1 messages · Page 1 of 1 (latest)

languid patio
#

Hi!

So if I've got an HA pair suffering 80% CPU per node which all of the contention is listed as background processes, how does this effect fail overs?

teal knoll
#

Please open a support case for performance troubleshooting. This might be correctable after a performance evaluation/investigation.

languid patio
#

Already did, mostly asking speculative questions at this rate.

#

It's sitting with the perf team already, it's (not)fun

valid cloud
#

Oh hi.

#

@languid patio I forgot you were on Discord. 🙂

tender carbon
#

80% CPU usage is in itself not a primary performance metric. Meaning it does not matter how high the CPU usage is unless you have actual impacts in functionality or performance somewhere. How many CPUs are at 80%? did you only look at sysstat -x or have you also checked sysstat -m?

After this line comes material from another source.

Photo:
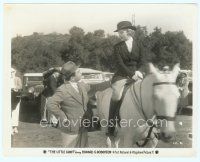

What domain is impacted the most (sysstat -M)?

queen sluice
#

Jesse, what is the priority on the case and business impact described in the case

#

progress on cases depends on the prioity and business impact description

#

of course, it is much easier to get the cases escalated to a duty manager

#

At a high level, something to look at

#

when did the CPU usage go up to 80%

#

has CPU usage stayed consistent at 80% or does it fluctuate?

#

if it does, is there a pattern

#

takeover process is speculative with 80% CPU usage per node

languid patio
languid patio
#

Sat with a P2 case with NA support for a day or two (my management was very uneasy with the consumption (Children's hospital and 1130 shares of 1200 are on these A400's)).
Identified as background processing and was given indepth demonstration as to what was eating it.

#

It's been slowly lowering for the last three weeks (80% per node all day every day with spikes to prolonged 100%) to today 55% sustained.

languid patio
# valid cloud Oh hi.

Paul my dude.
I wasn't trying to go back around people lol, mostly crowd sourcing information as well for consensus 🙂

As I said with others here, my people got very uneasy with post-cut sitting at high consumption day 1.

queen sluice
#

i guess at this point, it is to observe given that it is down to 55%. I assume it is down to 55% on both nodes?

languid patio
#

50-60% per node.
It's been slowly lowering.

Reigning hypothesis is because we threw the fire hose at it for data on ingress (new vols wholesale migrated in with datadobi).
The rate in which it are and tiered data means that a whole lot of data wasn't able to dediplicate/compress on ingress

#

It will either come down or settle, and so with most being background // WAFL_EXEMPT it will become a non issue if more heinous workloads need it

valid cloud
#

I'm actually helping on the case so it's all good.

valid cloud
#

Jesse did you have time today to go over anything?

languid patio
#

Yes, replied back to Greg n co.
4P EST works for me, tomorrow AM is a bit easier but I'm flexible if you guys are.

valid cloud
#

Ok cool. I've got several morning meetings so it's hard to schedule usually.